Sri Lanka's latest "mystery'' spinner, Akila Dananjaya is likely to be treated with scant respect by the Black Caps tonight.
Positive intent is the mentality New Zealand are taking into tonight's batting innings, against Sri Lanka in the first Super Eights match of the Twenty20 World Cup. And that means not allowing Dananjaya, especially, to bowl at them.
Ajantha Mendis was the last man to earn the "mystery'' moniker, but most people eventually worked him out and it wasn't until this tournament that he was able to earn a place in the Sri Lankan side again.
Mendis is now injured, after taking six for eight against an inept Zimbabwe side, with Dananjaya expected to take his place.
The tiny 18-year-old, who's barely five-foot tall, was scheduled to play in Sri Lanka's second game of the tournament, against South Africa, but was left out after rain shortened the clash at a seven-over lottery.
He should get a run at the Pallekele International Cricket Stadium tonight, though, where New Zealand captain Ross Taylor said his team don't plan to stand and admire Dananjaya and the rest of Sri Lanka's spinners.
"Any against spin, if you let them bowl to you they dictate and if you can take the attack to them it is a little bit easier,'' Taylor said prior to Black Caps training yesterday.
"The main message is to be aggressive and not let them settle.
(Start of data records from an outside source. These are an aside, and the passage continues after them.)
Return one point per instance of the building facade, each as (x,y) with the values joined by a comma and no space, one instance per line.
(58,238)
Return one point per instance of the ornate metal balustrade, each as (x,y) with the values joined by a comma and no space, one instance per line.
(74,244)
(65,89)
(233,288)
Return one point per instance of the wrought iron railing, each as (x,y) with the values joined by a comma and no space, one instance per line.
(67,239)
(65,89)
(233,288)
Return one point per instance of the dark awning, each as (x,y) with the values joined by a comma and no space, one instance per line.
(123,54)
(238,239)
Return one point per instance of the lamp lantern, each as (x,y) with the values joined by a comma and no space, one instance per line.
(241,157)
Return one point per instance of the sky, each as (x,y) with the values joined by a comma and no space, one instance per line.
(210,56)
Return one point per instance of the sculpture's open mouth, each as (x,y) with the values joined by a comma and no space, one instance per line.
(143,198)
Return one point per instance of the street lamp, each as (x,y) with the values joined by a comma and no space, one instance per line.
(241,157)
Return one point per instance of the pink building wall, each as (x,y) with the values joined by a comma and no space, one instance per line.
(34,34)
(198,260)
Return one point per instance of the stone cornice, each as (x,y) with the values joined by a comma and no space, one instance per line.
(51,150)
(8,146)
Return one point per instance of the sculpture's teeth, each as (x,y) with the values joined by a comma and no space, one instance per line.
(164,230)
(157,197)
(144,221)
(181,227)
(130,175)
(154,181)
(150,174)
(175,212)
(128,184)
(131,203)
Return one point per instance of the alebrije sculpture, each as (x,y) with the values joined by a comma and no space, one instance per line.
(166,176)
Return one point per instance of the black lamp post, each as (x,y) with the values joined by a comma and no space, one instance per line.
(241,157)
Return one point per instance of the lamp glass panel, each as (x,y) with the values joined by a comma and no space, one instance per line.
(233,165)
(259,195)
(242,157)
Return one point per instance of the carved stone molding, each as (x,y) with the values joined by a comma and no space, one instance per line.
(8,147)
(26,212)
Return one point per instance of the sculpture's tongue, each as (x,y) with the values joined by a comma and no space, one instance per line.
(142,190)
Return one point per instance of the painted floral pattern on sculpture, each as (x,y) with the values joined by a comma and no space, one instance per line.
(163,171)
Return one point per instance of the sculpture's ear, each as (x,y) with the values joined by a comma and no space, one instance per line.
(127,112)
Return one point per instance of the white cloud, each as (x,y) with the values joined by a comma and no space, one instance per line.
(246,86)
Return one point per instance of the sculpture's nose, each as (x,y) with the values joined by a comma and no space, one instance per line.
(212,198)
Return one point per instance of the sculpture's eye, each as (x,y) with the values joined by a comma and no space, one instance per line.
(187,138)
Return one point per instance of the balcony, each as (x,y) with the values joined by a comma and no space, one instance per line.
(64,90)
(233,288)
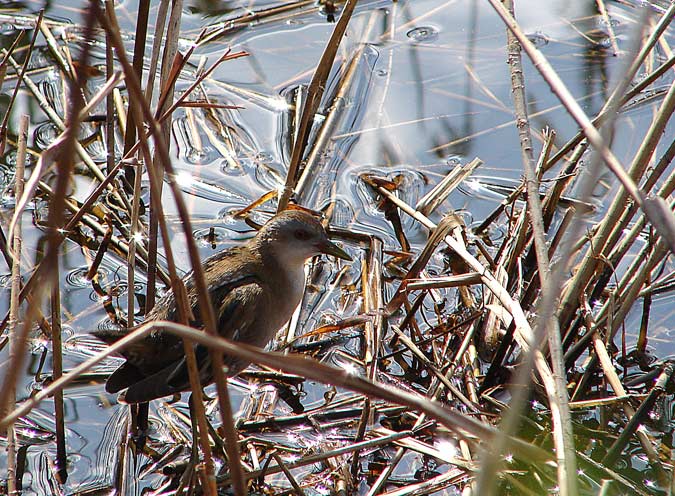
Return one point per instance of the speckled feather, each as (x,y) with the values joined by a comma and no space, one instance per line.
(254,290)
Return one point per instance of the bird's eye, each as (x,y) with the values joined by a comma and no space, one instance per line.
(302,235)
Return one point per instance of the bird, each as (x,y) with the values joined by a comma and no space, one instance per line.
(254,289)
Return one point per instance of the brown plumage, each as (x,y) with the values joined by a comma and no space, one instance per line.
(254,290)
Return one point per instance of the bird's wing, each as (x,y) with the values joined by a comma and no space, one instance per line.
(236,321)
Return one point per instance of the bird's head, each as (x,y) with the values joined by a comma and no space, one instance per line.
(294,236)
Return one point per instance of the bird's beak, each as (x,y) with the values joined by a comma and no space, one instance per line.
(332,249)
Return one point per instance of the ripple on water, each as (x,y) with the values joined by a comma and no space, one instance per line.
(423,34)
(210,236)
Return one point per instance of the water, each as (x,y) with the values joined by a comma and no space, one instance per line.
(430,90)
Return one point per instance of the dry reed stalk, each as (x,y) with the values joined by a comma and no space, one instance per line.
(575,110)
(140,108)
(206,310)
(14,309)
(563,434)
(335,108)
(314,94)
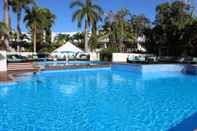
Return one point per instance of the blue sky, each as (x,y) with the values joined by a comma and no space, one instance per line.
(64,14)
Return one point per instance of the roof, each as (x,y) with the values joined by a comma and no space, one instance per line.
(68,47)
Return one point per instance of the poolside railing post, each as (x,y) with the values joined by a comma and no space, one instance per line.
(3,61)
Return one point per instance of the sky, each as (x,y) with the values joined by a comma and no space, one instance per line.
(63,13)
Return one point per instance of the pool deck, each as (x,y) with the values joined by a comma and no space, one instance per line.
(10,75)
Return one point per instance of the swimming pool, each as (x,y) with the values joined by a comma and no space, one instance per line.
(63,63)
(102,99)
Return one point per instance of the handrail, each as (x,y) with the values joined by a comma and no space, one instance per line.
(2,57)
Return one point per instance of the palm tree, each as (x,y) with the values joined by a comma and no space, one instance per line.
(6,22)
(39,20)
(120,23)
(47,25)
(6,12)
(87,12)
(18,6)
(33,20)
(4,31)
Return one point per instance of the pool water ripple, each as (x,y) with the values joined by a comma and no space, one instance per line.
(97,100)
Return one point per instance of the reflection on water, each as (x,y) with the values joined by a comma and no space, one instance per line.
(68,89)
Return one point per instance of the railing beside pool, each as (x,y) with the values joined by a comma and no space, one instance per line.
(3,61)
(138,68)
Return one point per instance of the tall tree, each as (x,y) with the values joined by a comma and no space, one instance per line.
(18,6)
(171,20)
(33,19)
(4,33)
(39,21)
(87,12)
(6,21)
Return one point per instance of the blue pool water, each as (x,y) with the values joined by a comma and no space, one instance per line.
(101,99)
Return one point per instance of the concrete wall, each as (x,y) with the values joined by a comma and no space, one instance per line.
(3,61)
(94,56)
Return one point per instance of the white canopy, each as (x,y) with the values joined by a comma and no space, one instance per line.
(68,47)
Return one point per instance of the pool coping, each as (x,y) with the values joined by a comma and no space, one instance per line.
(10,76)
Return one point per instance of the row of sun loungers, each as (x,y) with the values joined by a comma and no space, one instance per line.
(153,59)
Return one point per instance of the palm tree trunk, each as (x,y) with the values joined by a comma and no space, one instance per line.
(7,22)
(6,12)
(18,31)
(34,38)
(86,37)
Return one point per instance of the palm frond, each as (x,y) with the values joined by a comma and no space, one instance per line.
(76,4)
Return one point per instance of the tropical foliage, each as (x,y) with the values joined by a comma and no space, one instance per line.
(39,21)
(88,12)
(174,21)
(18,6)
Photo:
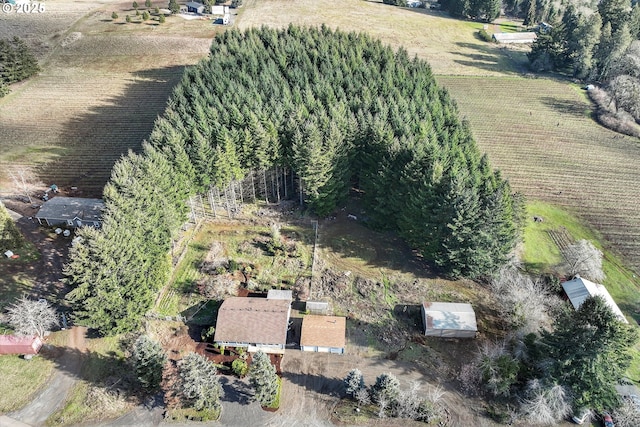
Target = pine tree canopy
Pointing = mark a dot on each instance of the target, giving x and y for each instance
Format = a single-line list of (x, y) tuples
[(338, 110), (341, 109)]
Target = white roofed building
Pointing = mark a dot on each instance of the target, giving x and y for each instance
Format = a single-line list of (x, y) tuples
[(579, 289), (449, 320)]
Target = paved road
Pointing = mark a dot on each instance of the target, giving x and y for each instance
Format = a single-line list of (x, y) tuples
[(54, 395)]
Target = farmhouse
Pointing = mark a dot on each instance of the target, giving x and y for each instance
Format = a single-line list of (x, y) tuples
[(71, 211), (579, 289), (195, 7), (27, 346), (323, 334), (254, 323), (514, 38), (449, 320)]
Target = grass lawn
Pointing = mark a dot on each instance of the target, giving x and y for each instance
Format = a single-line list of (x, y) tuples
[(21, 379), (90, 398)]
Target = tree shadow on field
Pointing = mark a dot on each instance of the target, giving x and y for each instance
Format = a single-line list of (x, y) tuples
[(567, 107), (490, 57), (96, 139), (106, 371), (353, 246)]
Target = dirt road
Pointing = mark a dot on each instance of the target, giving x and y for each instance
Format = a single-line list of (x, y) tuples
[(312, 386), (50, 398)]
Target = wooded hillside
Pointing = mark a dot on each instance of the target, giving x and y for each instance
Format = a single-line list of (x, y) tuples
[(338, 110)]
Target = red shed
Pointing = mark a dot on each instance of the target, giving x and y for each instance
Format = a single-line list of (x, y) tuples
[(12, 344)]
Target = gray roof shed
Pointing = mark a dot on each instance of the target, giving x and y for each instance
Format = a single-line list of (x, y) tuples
[(579, 289), (449, 320), (72, 211)]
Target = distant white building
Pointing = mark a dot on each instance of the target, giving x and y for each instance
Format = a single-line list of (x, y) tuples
[(579, 289), (449, 320)]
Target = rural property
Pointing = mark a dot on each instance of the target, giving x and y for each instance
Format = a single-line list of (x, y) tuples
[(111, 82)]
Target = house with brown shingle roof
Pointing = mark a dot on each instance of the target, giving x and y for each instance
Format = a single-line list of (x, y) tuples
[(324, 334), (254, 323)]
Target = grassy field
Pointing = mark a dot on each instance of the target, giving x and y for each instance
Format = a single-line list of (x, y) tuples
[(21, 379), (102, 86), (237, 242), (449, 44), (92, 397), (541, 255), (551, 150)]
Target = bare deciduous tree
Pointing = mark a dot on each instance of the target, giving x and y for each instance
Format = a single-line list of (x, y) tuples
[(584, 259), (545, 405), (498, 367), (30, 317), (363, 397), (525, 303)]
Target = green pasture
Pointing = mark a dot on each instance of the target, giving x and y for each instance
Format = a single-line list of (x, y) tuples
[(541, 255), (103, 367), (21, 379)]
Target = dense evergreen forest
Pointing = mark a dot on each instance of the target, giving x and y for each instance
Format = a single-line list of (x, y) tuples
[(319, 112), (17, 63)]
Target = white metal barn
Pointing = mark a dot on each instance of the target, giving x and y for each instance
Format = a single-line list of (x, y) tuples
[(449, 320), (579, 289), (323, 334)]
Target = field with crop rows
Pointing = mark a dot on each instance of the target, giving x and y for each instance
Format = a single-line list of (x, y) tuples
[(540, 134), (102, 86), (449, 44)]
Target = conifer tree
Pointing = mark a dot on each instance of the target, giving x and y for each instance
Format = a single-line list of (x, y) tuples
[(200, 386), (263, 378), (148, 361)]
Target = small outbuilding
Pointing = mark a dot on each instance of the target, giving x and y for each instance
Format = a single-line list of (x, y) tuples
[(71, 212), (449, 320), (317, 307), (579, 289), (515, 38), (283, 294), (323, 334), (195, 7)]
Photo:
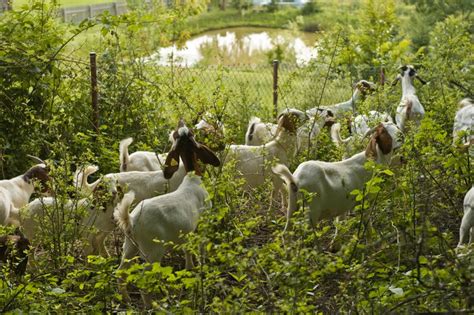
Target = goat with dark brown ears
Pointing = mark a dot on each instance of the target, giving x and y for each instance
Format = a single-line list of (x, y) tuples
[(409, 107), (16, 192), (333, 182), (253, 163), (14, 251), (157, 221)]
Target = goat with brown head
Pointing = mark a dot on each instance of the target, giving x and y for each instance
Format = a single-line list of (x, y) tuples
[(189, 150), (156, 221)]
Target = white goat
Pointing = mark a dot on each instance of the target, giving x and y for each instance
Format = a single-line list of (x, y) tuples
[(409, 107), (360, 126), (16, 192), (159, 220), (464, 123), (97, 223), (253, 163), (467, 223), (259, 133), (146, 184), (362, 87), (139, 160), (333, 182), (211, 132), (83, 187)]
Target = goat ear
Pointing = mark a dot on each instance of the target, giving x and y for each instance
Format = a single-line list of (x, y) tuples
[(384, 140), (420, 79), (394, 82), (371, 150), (171, 164), (205, 155)]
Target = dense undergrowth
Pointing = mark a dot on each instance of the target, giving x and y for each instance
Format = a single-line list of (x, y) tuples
[(394, 252)]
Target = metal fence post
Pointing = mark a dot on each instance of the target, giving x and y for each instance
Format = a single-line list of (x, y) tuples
[(94, 91), (275, 87)]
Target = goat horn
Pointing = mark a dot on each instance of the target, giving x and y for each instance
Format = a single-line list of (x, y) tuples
[(369, 132), (420, 79), (36, 158)]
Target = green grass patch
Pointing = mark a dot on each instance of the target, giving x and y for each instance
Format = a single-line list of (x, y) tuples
[(65, 3)]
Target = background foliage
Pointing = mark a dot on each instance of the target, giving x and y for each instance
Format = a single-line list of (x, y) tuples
[(393, 252)]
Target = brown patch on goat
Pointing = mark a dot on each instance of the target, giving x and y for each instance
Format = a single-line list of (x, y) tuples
[(382, 138), (289, 122), (40, 173), (13, 250), (371, 150), (190, 151)]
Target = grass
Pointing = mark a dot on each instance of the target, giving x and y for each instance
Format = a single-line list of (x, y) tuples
[(65, 3), (285, 17)]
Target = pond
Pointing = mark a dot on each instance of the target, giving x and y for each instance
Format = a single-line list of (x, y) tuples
[(240, 46)]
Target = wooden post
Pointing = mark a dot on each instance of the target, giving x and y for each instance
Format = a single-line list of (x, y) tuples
[(275, 87), (94, 91)]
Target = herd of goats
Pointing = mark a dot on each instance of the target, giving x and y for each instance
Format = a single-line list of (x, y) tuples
[(167, 191)]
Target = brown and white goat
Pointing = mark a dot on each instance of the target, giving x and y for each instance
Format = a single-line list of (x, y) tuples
[(409, 107), (253, 163), (14, 251), (166, 218), (333, 182)]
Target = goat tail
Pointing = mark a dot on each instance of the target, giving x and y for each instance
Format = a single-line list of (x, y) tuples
[(336, 134), (284, 173), (123, 152), (121, 214), (251, 129)]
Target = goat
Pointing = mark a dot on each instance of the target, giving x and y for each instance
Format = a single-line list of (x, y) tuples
[(139, 160), (467, 223), (409, 107), (259, 133), (362, 87), (14, 250), (333, 182), (80, 180), (16, 192), (97, 221), (360, 126), (253, 162), (212, 132), (146, 184), (166, 218), (464, 123)]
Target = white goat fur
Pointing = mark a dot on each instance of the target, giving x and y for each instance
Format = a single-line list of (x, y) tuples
[(139, 160), (348, 106), (409, 107), (146, 184), (360, 126), (464, 122), (253, 163), (14, 194), (80, 180), (467, 224), (333, 182), (259, 133), (167, 217)]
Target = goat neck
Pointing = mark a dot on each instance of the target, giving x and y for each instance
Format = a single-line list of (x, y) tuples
[(407, 85)]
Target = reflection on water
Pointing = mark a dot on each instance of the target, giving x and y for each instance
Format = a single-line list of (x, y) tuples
[(241, 45)]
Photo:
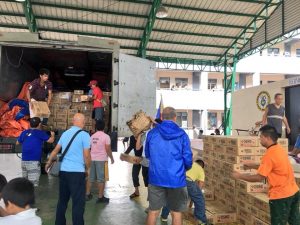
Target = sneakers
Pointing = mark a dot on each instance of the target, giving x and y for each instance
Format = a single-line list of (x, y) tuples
[(88, 197), (102, 200), (164, 220)]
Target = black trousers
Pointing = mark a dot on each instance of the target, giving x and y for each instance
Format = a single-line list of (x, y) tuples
[(71, 185), (135, 175)]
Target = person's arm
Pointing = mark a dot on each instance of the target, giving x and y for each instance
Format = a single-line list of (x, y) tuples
[(249, 178), (139, 144), (28, 95), (52, 137), (49, 97), (52, 156), (87, 158), (109, 153), (3, 212), (288, 129), (130, 146), (249, 166), (264, 119), (187, 153), (201, 184)]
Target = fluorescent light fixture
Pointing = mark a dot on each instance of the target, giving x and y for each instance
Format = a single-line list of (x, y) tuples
[(162, 12)]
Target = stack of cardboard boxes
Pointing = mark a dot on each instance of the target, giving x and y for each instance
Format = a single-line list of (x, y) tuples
[(65, 105), (235, 200)]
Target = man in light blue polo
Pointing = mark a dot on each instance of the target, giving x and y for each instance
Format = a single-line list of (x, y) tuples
[(72, 172)]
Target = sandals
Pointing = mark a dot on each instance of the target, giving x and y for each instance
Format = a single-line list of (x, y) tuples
[(134, 195)]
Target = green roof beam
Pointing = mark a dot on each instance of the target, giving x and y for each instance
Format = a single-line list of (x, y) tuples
[(135, 15), (196, 9), (121, 26), (30, 18), (148, 28), (252, 24)]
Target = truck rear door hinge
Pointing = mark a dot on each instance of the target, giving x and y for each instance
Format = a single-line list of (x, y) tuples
[(116, 83)]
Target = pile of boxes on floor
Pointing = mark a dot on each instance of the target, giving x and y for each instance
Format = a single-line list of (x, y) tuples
[(229, 200), (64, 105)]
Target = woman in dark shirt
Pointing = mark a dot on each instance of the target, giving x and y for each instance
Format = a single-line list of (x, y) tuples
[(136, 168)]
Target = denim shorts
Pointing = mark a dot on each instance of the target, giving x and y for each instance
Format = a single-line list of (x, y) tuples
[(97, 171), (175, 199)]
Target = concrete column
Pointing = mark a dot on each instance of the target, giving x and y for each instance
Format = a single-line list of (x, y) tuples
[(203, 81), (204, 121), (256, 79)]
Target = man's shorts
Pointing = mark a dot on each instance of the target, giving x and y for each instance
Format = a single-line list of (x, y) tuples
[(97, 171), (31, 170), (99, 113), (175, 199)]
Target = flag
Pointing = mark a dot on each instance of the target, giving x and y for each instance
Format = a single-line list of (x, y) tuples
[(160, 109)]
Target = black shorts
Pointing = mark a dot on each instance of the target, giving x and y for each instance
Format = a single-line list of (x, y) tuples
[(175, 199)]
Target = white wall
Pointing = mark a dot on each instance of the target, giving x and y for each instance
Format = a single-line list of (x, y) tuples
[(244, 109), (197, 100)]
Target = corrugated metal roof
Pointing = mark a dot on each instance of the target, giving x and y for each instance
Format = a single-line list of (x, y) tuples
[(194, 29)]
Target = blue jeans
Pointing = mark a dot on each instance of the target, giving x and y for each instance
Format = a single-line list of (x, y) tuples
[(197, 197), (71, 185)]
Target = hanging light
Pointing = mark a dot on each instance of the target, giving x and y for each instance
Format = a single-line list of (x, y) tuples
[(162, 12)]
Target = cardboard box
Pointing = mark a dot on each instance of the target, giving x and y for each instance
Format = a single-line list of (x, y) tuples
[(76, 98), (62, 116), (243, 141), (242, 159), (39, 109), (260, 201), (62, 111), (61, 125), (244, 150), (250, 187), (84, 98), (256, 221), (65, 95), (209, 195), (78, 92), (217, 214)]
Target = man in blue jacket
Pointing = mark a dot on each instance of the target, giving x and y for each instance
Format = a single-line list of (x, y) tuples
[(168, 150)]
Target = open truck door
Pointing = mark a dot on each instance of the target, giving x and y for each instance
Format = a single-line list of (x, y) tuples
[(136, 88)]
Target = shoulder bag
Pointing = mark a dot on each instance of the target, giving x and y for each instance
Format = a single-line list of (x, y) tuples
[(55, 168)]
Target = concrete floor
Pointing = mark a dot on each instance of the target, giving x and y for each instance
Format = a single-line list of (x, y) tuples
[(120, 210)]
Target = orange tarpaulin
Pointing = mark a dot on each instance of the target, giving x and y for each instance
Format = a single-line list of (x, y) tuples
[(9, 127)]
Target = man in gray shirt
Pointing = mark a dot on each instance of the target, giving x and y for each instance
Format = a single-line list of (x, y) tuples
[(275, 114)]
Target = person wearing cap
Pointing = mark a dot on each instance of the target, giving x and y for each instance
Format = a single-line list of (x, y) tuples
[(40, 89), (32, 141), (97, 97)]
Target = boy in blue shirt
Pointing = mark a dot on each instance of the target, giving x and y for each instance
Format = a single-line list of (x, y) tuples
[(32, 142)]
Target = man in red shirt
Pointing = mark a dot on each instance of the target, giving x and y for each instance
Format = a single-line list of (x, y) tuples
[(97, 100), (40, 89)]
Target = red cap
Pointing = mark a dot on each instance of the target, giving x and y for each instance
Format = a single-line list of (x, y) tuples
[(93, 82)]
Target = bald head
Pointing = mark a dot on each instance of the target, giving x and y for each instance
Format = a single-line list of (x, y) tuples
[(169, 113), (79, 120)]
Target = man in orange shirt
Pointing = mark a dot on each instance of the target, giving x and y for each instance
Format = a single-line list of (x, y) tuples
[(97, 100), (275, 167)]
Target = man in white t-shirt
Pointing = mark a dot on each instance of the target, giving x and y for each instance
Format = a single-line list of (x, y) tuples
[(100, 151)]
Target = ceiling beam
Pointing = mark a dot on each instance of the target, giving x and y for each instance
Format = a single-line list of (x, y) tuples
[(62, 6), (253, 1), (122, 26), (196, 9), (148, 29), (30, 18), (251, 24)]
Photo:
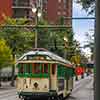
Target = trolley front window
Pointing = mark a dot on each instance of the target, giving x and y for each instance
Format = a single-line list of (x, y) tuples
[(37, 68)]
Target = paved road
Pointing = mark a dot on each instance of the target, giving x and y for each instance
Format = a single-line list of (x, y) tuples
[(83, 90)]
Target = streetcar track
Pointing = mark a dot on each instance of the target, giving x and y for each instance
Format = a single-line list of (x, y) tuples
[(81, 85)]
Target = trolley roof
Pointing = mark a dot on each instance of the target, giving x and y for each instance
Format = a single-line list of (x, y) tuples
[(45, 52)]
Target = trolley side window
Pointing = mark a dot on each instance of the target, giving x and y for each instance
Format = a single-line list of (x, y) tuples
[(28, 68), (45, 68), (37, 68)]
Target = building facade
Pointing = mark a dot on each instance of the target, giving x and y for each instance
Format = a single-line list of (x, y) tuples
[(52, 10)]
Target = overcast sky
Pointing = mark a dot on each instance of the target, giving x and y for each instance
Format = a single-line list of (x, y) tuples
[(80, 27)]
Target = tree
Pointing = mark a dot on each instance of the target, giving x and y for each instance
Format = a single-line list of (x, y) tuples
[(19, 39), (88, 5), (5, 56)]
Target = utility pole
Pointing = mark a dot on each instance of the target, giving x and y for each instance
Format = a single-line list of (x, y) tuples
[(97, 51)]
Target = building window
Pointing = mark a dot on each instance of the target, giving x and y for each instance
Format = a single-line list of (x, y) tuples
[(59, 1)]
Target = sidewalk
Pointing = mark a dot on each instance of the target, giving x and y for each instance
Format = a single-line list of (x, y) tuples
[(6, 86)]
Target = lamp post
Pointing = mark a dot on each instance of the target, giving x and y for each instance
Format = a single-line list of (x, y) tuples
[(66, 45), (37, 14)]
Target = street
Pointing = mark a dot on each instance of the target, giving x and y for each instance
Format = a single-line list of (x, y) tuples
[(83, 90)]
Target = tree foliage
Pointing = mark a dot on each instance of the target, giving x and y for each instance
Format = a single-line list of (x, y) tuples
[(19, 39)]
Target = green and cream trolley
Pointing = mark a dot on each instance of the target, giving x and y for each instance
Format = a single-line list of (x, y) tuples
[(43, 74)]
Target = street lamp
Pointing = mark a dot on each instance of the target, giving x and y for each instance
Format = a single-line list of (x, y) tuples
[(37, 15), (66, 45)]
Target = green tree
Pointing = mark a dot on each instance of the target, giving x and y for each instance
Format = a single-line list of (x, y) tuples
[(5, 56), (19, 39), (88, 5)]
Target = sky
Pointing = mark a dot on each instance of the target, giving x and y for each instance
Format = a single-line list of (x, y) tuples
[(81, 27)]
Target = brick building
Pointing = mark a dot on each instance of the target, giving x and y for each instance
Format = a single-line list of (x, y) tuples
[(52, 10)]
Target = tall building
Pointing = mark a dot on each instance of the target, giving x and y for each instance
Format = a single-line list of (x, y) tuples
[(52, 10), (5, 9)]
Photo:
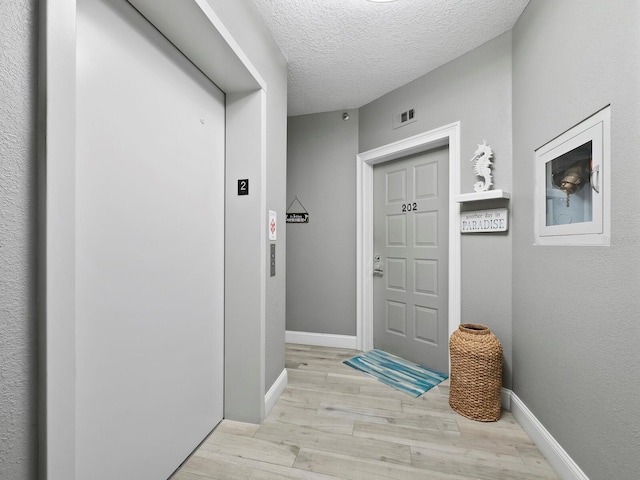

You've got to assess it very quickly tomorrow.
"The two games that we've had [at Pallekele] against Pakistan and Bangladesh, there was one short boundary and one big boundary...if there is a short boundary then we need to attack that.''
There's a healthy respect for Sri Lanka, within the New Zealand camp. But not to the extent that anyone's intimidated about meeting them on home turf tonight.
"It's always nice to play the host country when it comes to a world cup,'' Taylor said.
"They are going to be a tough opposition, but we have some form players who are doing well at the moment, so it's time for some of the other players to step up and contribute to a team win.''
The Black Caps genuinely do have a useful-looking team here. Things got a bit untidy in their 13-run loss to Pakistan on Sunday but, in spite of all the things New Zealand did poorly in that game, they only lost by a few runs.
It shouldn't be forgotten that Pakistan have been finalists, champions and then semifinalists at the only three previous Twenty20 World Cup and possess a strong line-up again. Provided New Zealand smarten up some of their fielding, then they will be a match for anyone - including Sri Lanka.
This is a big night for Brendon McCullum, among others. He started this tournament with a hiss and a roar, belting Bangladesh for an international Twenty20-record individual score of 123.
But he'll be keenly aware that people sometimes regard him as someone who punishes minnows but doesn't always do the same to the better sides. The huge amount of time he's spent in the nets this week, would suggest he wants to change that perception.
There's a wee bit of uncertainty about which Pallekele pitch the game will be played on. New Zealand has played on the same wicket twice, while the fresh one used for Tuesday night's clash between Bangladesh and Pakistan was described by Taylor as "probably the best wicket in the competition so far.''
He doesn't know if it will be used again tonight, a fresh one prepared or the one from the previous games recycled.
New Zealand have a fit 15 to pick from, but it's unlikely that the final XI will differ from the one which lost to Pakistan.